Ich fische ausschließlich vom Boot und bin 42 Jahre alt

Bin für jede Hilfe dankbar.

Frohes neues Jahr.

Tom


----------



## Udo561 (2. Januar 2010)

*AW: Vispas und Vergunning für kraijenbergser Plaasen*

Hi Tom,
schau dir dies hier http://www.angeln-in-den-niederlanden.de/vispas.htm mal an , da steht alles was du wissen musst.
Wenn du weiter runter scrollst findest du auch einige Adressen wo du einen Vispas bekommst.

Gruß aus Holland,
Udo


----------



## mr-bugg (2. Januar 2010)

*AW: Vispas und Vergunning für kraijenbergser Plaasen*

Ja die Seite habe ich schon gefunden. Ich suche aber einen Angelladen in der Region um Cuijk wo ich gleich alles bekommen kann.

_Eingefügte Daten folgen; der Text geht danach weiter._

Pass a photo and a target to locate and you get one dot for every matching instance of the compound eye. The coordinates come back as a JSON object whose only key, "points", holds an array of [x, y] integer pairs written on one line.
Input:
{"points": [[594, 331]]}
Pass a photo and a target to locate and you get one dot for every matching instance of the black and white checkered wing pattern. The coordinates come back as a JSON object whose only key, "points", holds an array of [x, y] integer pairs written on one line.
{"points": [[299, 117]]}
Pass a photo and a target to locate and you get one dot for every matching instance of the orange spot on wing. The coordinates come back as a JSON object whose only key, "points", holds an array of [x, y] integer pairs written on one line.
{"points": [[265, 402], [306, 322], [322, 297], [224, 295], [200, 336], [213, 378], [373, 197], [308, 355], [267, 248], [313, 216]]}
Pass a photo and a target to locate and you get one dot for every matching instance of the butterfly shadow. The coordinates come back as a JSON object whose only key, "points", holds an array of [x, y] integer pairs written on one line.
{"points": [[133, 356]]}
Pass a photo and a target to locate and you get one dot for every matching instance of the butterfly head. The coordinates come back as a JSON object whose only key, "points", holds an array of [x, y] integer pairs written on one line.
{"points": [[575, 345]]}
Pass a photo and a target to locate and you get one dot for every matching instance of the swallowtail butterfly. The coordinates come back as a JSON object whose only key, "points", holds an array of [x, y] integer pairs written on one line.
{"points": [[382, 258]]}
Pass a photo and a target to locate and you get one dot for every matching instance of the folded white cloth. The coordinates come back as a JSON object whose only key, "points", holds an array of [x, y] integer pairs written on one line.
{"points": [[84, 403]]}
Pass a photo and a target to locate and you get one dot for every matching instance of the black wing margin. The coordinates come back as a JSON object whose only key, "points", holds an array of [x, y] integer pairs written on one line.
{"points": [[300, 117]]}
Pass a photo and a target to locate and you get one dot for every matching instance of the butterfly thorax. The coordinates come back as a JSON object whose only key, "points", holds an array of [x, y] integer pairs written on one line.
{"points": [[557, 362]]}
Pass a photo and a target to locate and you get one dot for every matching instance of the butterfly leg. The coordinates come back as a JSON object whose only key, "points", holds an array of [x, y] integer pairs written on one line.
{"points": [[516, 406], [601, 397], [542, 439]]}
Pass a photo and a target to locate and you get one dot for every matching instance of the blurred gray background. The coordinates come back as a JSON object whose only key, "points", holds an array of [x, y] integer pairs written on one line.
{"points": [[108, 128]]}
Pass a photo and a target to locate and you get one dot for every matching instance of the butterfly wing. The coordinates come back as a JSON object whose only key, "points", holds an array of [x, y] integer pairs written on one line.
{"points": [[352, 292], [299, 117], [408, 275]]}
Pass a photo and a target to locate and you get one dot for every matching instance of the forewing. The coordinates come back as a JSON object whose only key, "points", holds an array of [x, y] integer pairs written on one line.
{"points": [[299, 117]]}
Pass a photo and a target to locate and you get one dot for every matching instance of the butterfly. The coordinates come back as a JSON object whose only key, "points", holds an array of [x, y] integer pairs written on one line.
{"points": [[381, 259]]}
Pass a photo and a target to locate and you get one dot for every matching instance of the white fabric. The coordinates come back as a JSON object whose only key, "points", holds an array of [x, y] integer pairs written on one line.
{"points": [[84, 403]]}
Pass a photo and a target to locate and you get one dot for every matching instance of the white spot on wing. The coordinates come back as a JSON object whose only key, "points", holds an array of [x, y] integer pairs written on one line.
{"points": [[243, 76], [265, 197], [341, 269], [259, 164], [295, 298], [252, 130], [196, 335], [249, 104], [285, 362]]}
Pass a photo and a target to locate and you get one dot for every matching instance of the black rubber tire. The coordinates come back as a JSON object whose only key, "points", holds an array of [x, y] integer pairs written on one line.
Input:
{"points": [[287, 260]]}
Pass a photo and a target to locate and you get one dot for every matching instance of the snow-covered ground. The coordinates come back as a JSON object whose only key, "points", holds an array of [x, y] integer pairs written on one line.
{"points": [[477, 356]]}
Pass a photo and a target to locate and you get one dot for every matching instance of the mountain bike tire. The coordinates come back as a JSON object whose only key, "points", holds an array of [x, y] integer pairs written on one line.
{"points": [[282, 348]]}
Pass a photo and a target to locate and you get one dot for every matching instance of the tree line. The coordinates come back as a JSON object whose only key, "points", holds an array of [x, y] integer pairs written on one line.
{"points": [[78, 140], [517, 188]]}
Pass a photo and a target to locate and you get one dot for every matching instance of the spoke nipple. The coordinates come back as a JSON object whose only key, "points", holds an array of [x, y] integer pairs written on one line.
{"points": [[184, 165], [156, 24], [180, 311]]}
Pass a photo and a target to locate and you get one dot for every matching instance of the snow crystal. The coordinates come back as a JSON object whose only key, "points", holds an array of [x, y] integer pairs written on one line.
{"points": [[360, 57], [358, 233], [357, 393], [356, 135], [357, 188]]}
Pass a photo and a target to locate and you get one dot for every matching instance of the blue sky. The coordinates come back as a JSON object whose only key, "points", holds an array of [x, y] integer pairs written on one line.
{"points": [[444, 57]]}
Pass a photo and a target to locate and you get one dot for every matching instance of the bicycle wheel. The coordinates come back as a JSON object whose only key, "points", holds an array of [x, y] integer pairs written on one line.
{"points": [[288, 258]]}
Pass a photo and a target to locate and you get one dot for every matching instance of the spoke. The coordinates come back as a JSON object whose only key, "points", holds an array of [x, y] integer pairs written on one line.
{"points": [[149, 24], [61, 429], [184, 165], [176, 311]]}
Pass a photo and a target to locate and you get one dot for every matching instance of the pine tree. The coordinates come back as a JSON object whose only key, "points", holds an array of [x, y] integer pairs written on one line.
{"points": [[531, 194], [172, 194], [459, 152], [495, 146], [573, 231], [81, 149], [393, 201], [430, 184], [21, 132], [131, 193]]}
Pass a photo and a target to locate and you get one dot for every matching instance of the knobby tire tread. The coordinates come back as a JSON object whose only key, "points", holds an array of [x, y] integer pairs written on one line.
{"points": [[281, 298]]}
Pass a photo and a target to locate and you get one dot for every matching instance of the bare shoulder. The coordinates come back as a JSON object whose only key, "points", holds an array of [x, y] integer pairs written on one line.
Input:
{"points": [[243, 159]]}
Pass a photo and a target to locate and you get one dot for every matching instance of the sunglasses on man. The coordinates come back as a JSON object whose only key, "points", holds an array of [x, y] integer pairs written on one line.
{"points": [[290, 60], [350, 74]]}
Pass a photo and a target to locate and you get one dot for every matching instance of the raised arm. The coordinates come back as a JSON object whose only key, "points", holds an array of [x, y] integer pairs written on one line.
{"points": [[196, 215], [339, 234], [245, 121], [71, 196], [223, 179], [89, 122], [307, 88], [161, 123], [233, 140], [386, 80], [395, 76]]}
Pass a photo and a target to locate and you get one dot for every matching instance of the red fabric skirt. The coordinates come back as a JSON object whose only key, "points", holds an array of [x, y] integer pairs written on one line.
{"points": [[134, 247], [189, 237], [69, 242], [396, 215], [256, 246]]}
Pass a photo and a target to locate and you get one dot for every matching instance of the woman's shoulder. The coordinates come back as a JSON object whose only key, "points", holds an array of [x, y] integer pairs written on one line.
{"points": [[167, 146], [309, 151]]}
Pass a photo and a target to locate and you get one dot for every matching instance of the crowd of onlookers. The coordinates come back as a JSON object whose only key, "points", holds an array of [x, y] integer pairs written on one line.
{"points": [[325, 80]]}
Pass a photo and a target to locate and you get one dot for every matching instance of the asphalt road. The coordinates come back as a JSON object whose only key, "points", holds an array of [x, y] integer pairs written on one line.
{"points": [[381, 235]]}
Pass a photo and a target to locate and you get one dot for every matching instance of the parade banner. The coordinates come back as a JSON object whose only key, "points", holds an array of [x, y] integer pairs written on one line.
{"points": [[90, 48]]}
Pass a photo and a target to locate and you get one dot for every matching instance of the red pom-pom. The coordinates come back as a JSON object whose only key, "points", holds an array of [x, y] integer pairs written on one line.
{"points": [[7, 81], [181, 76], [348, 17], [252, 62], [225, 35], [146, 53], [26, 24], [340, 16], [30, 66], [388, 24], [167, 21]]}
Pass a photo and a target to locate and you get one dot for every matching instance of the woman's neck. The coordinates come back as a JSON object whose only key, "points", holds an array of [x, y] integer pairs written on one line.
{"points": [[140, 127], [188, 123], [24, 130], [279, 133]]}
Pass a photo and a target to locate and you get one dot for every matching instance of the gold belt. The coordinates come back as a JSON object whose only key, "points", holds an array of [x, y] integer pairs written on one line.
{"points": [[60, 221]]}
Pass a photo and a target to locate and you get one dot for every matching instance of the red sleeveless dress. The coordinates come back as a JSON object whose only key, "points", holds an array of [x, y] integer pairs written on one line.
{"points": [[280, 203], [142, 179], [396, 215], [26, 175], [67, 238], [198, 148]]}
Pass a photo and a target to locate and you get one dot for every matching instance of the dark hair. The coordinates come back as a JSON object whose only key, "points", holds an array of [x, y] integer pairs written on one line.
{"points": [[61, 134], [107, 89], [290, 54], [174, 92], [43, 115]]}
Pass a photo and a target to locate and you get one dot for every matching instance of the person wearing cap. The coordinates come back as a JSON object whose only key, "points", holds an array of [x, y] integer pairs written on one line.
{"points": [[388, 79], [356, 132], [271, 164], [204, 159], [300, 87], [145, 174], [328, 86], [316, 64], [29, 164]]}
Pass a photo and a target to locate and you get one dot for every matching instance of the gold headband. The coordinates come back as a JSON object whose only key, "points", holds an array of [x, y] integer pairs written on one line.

Ist für einen der zum ersten mal in Holland Angeln will schon etwas verwirrend|bigeyes

Tom


----------



## Udo561 (2. Januar 2010)

*AW: Vispas und Vergunning für kraijenbergser Plaasen*

Hi Tom,
keine Ahnung wo du wohnst , aber vielleicht hilft dir das weiter, da bekommst du den Vispas in Deutschland .
Gruß Udo

- Zoo – Angel geräte Adams, Heikamp 6, Wegberg 41844 
- Leo’s Angelmarkt, Morsbacherstrass 34, Wurselen 52146 
- Zoo – und Angelzentrum Rupp, Rudolf diesel strasse 17, Heinsberg 52525 
- Zoo – und Angelzentrum Rupp, Julicher strasse 80, Huckelhoven 
- Jutta’s Angelshop, Friedrich Ebert strasse 167, Mönchengladbach 41236 
- Ralfs Angelshop, Tackenkamp 15, Niederkruchten 41372 
- Robert Ciglar, Kaarster strasse 57, Neuss 41462 
- Brüggener Angelladen, Holtweg 32, 41379 Brüggen 
- Angelcenter Straelen, Zand 1e, Straelen 
- Angelsport Saecker, Künckelstrasse 125, 41063 Mönchengladbach


----------



## mr-bugg (2. Januar 2010)

*AW: Vispas und Vergunning für kraijenbergser Plaasen*

Ich komme aus Rheinberg-Millingen und wohne fast direkt an der A 57 , bis zur Slipanlage habe ich fast genau 55 KM zu fahren. Da ich häufiger in Holland bin suche ich auch dort im Raum Boxmeer Cuijk ein Angelgeschäft :vik:wo ich die gesuchten Scheine bekomme.

Tom


----------